Pour revenir sur la notion de Bien commun qui est au centre du Web, les premiers communs du monde numérique ont été, on l’a dit, les liens hypertextes, qui ont ensuite permis le développement de l’open source et des logiciels libres. Ceux-ci garantissent quatre libertés : les libertés d’utilisation, d’étude, de modification et de distribution, grâce à l’accès au code source du logiciel et à la création de licences spécifiques dites libres, comme le copyleft. L’idée ici au-delà du principe libertaire, est qu’un programme conçu à plusieurs et librement modifié, c’est-à-dire amélioré par le plus grand nombre, sera plus fiable et performant qu’un logiciel construit par une seule personne. On rejoint un fonctionnement du travail basé sur la méritocratie et la reconnaissance entre pairs, sans hiérarchie, comme chez les concepteurs d’Internet. La communauté des amateurs éclairés et passionnés fait naître la notion de communs numériques, à l’œuvre dans Wikipédia ou Openstreetmap par exemple, puis par la suite dans toutes les bases de données en Open Data. En prolongement, Lawrence Lessig, un juriste américain, crée les licences Creatives Commons (CC), qui permettent de fixer précisément les conditions d’utilisation des documents (libre diffusion sans modification/citation de l’auteur/interdiction de diffuser à des fins commerciales2, etc.) C’est une révolution en matière de droit d’auteur et de propriété intellectuelle.

Un autre exemple intéressant de site participatif au succès incroyable est celui de Wikipédia.

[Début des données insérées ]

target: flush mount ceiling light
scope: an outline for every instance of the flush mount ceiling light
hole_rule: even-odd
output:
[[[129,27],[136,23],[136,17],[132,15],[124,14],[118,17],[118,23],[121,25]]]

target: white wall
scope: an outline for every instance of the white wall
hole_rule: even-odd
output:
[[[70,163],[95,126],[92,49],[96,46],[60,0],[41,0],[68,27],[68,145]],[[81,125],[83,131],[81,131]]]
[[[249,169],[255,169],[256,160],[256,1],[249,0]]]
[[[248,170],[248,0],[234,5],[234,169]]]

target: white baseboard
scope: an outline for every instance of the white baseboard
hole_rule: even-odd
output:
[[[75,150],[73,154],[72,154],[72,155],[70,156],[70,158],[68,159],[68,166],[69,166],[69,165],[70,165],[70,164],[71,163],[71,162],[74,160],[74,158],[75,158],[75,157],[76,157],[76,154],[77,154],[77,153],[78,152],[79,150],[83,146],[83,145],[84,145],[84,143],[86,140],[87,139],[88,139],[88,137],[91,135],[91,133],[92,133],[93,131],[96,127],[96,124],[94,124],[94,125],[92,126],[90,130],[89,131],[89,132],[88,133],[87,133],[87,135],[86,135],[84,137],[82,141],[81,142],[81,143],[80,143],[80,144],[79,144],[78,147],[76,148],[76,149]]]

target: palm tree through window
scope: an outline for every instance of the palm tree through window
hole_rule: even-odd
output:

Dominique Cardon nous en rappelle les prémices. Nupédia, ancêtre de Wikipédia, est créé en 2000 par Jimmy Wales. Il demande à des universitaires des contributions pour alimenter le site, mais ceux-ci ne sont pas d’accord pour publier des articles gratuitement. Il a alors l’idée d’utiliser la technologie du wiki, qui « permet à quiconque d’écrire, d’effacer, et de corriger des pages du web à partir d’une utilisation ingénieuse du lien hypertexte » (p. 123) au départ seulement pour discuter entre internautes des articles écrits par les experts. Or, le site du grand public devient vite beaucoup plus vivant et fourni que les contributions universitaires et finit par se substituer à lui. On voit là que, sur le Web, ce n’est pas la compétence ou le diplôme qui détermine la qualité et la valeur des contenus, mais la validation des pairs. Wikipédia, « encyclopédie des ignorants », devient le site le plus consulté, qui arrive en premier résultat sur les moteurs de recherche, quel que soit le mot-clé, alors que son contenu est rédigé par des amateurs certes éclairés, mais non spécialistes. Dominique Cardon nous livre ici bien à propos la mention d’une enquête de la revue scientifique Nature de 2005 qui montre que les articles de Wikipédia sont globalement fiables3 par rapport à ceux de l’encyclopédie Britannica pour les entrées scientifiques, à savoir qu’il y a un nombre quasiment équivalent d’erreurs dans les deux.
Le succès de Wikipédia repose sur le principe de l’intelligence collective et sur les modes d’auto-régulation de la communauté, qui correspondent aux huit règles d’auto-gouvernance rédigée par la prix Nobel d’économie Elinor Ostrom. On peut donner en exemple la règle 3 : « Les individus affectés par la règle collective doivent pouvoir participer à la modification de cette règle », ou encore la règle 4 : « Les individus qui surveillent la ressource commune doivent être choisis localement et être responsables devant la communauté » (p. 128). Les pages « Discussions » de Wikipédia sont l’illustration de ce contrôle local, en interne. Les conflits sont réglés de façon transparente par le débat argumenté, sauf en cas de problème plus conséquent, où intervient un médiateur extérieur. Le savoir s’affine ainsi grâce aux conversations entre pairs, basées sur l’émulation intellectuelle.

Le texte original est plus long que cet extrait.